Update: I scored a great deal to get a used Quest 150 on ebay and took it out on the water for the first time today!
The ‘tippiness’ pakboat users talk about was immediately obvious to me the moment I got in the boat but honestly it’s not much. After a few hours of paddling I got used to it. Another thing that pakboat users talk about is how the boat ‘flexes’ against the waves rather than crashing against it and this was very noticable too. I paddled on a slow moving but busy river with loads of motorised boats and sometimes the waters got choppy, but the boat handled it well - in fact better than hard shells. With hard shells crashing against the waves means possibly getting wet but not with the Quest.

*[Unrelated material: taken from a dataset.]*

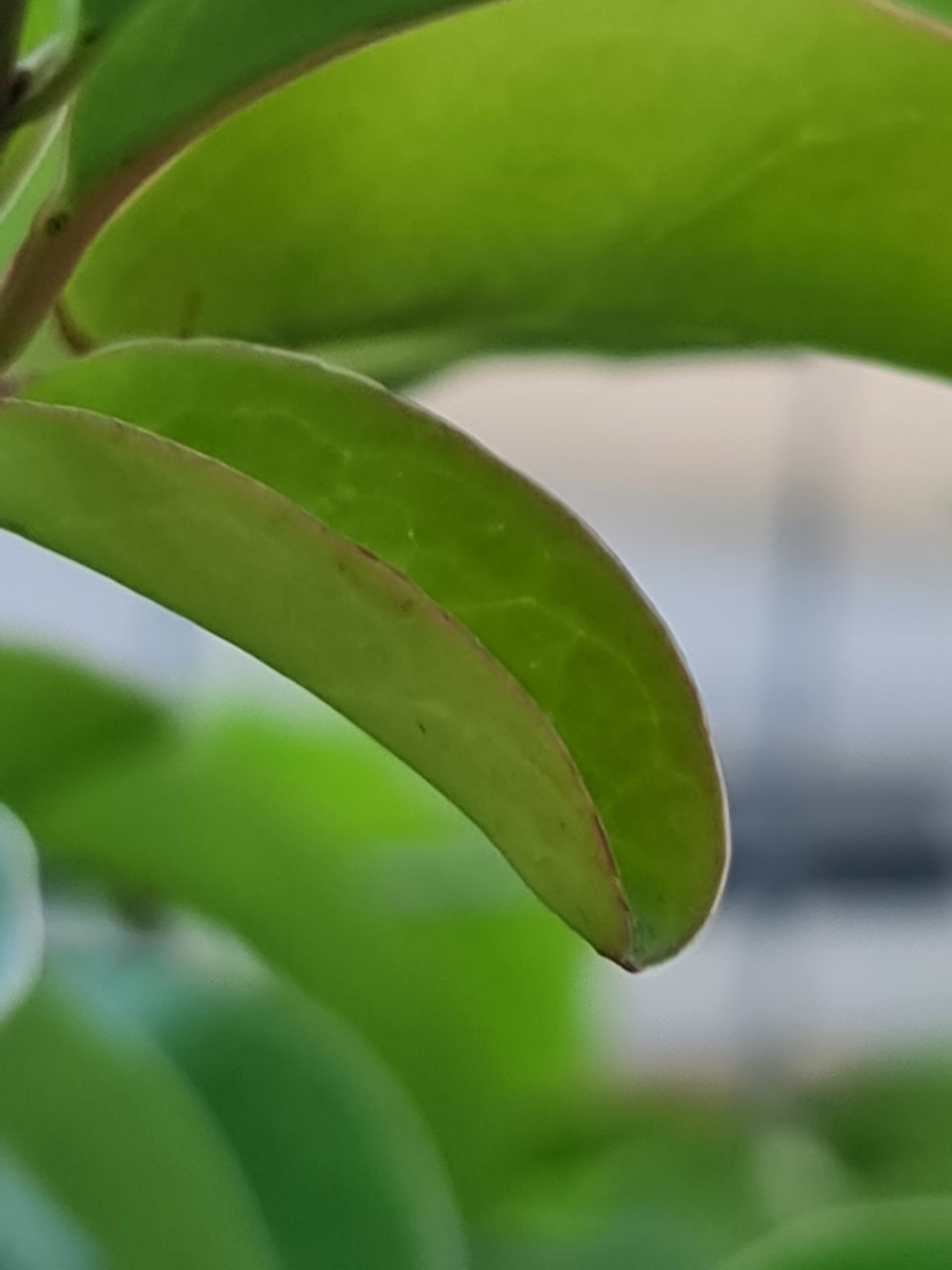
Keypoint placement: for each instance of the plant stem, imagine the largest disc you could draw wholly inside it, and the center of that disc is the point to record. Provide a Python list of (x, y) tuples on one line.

Paddling performance was good, the boat tracks well and slices swiftly through calm water. However I’m not quite sure how to edge with this boat given that there’s no hard deck to press my knee against. I’m still an amateur though so maybe I just need more practice.
Some things I was annoyed by were the packing bag and the velcro along the gunwales of the boat. There’s nothing wrong with the velcro in itself, but I found myself setting up the boat today in a dingy area underneath a bridge with loads of gravel and grass and the velcro catches a lot of that stuff. Finding a nice surface to set up the boat on would’ve been the better call but then you’re not always going to find one. The material for the packing bag is also really thin and any abrasion can result in a tear. That’s exactly what happened today. Had to slide the bag down a gravel path to get to where I set up my boat which resulted in a small hole. Nothing that can’t be fixed but I would’ve appreciated it if Pakboat put a little more effort into designing the bags. I’m now contemplating getting a replacement bag from Decathlon that’s sturdier and can also double as a packpack.
One last thing to note is that Out-trade no longer sells the pivot style foot pegs, only the small angled ones. I emailed them and they said they stopped making a rudder system for the Quest years ago and this is unlikely to change in the future. I don’t mind not having a rudder but getting charged 100euros for what looks like flimsy plastic footpegs really left a sour taste in my mouth. Or maybe my anti-plastic bias is unwarranted and time will prove me wrong.